Nyx brought the broom beside me and I felt her power as I recited the spell I had memorized from my Grimoire. And just in the nick of time, too. I heard Giles, his feet running down the stairs, much faster than Alistair or I had dared. It was a shame he was such an awful person and a murderer when he could have been such a fine athlete.
The trouble with the invisible barrier was that it was, well, invisible, and I wouldn’t know if it had worked until the last second. I could run and hide, but I didn’t feel li
ke it. I wanted to stand my ground and watch Giles get his comeuppance.
He’d done his very best to kill both Alistair and me tonight, so I didn’t feel too bad when he came racing toward the open door leading from the bell tower out into the churchyard. He saw me looking at him, and a very unpleasant smile came over his face.

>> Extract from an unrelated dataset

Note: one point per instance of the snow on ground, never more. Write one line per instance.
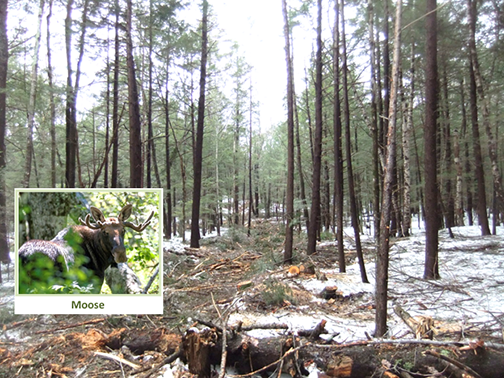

Please work, please work, I chanted silently as he hit the bottom of the stairs and raced toward me. I nearly ran, but I was so glad I restrained myself when I had the pleasure of seeing him bang into my invisible barrier and get thrown back.
He yelled out with pain as he crashed into the wall. He put his hand to his forehead. “What the…?”
He came for me again and once more was repulsed. I could watch him do that all night, but by this time, I could hear the sirens approaching. I waited until the police cars were pulling into the parking lot. DS Barnes and DI Chisholm were first out of the car. “He’s in there,” I said, pointing to the bell tower. Then I released the spell, and Giles ran out, pretty much right into their waiting arms.
He turned to me, glaring. “What did you do?”
I put on my most innocent expression. “I didn’t do anything. You killed Rupert Grendell-Smythe.” I looked at Ian. “And he tried to kill both Alistair Grendell-Smythe and me this evening, too. Is it okay if I come in tomorrow to give my statement? You’ll want to track down Alistair and get his, too.”
Ian looked at me with a bemused expression. “How is it, Lucy, that Oxford CID has the manpower, resources, a worldwide network of law enforcement at our fingertips, and you got to the perp before we did?”
I wasn’t sure if it was a rhetorical question, but I answered it anyway. “It was the shoes.”
DS Barnes was reading Giles his rights as he arrested him.
Ian said, “Shoes?”
“Yes. At the wedding. I first noticed Rupert Grendell-Smythe’s shoes were brand-new. They still had the price tags on the bottom of them. Maybe that’s what made me start noticing people’s shoes. And then, after the accident, of course, most of our shoes were dusty. Certainly anyone who had been near that falling beam had dust over our shoes. Even walking around the gravel car park with brand-new shoes put a layer of dust on. But Giles’s shoes, when I saw him at the reception, looked freshly polished. It wasn’t until tonight that I realized he got them dusty when he’d been climbing around up there in the rafters, when he caused the accident. At some point, he polished his shoes so we wouldn’t notice the dust, not realizing that everyone’s shoes were dusty and it was his being so clean that made them stand out.”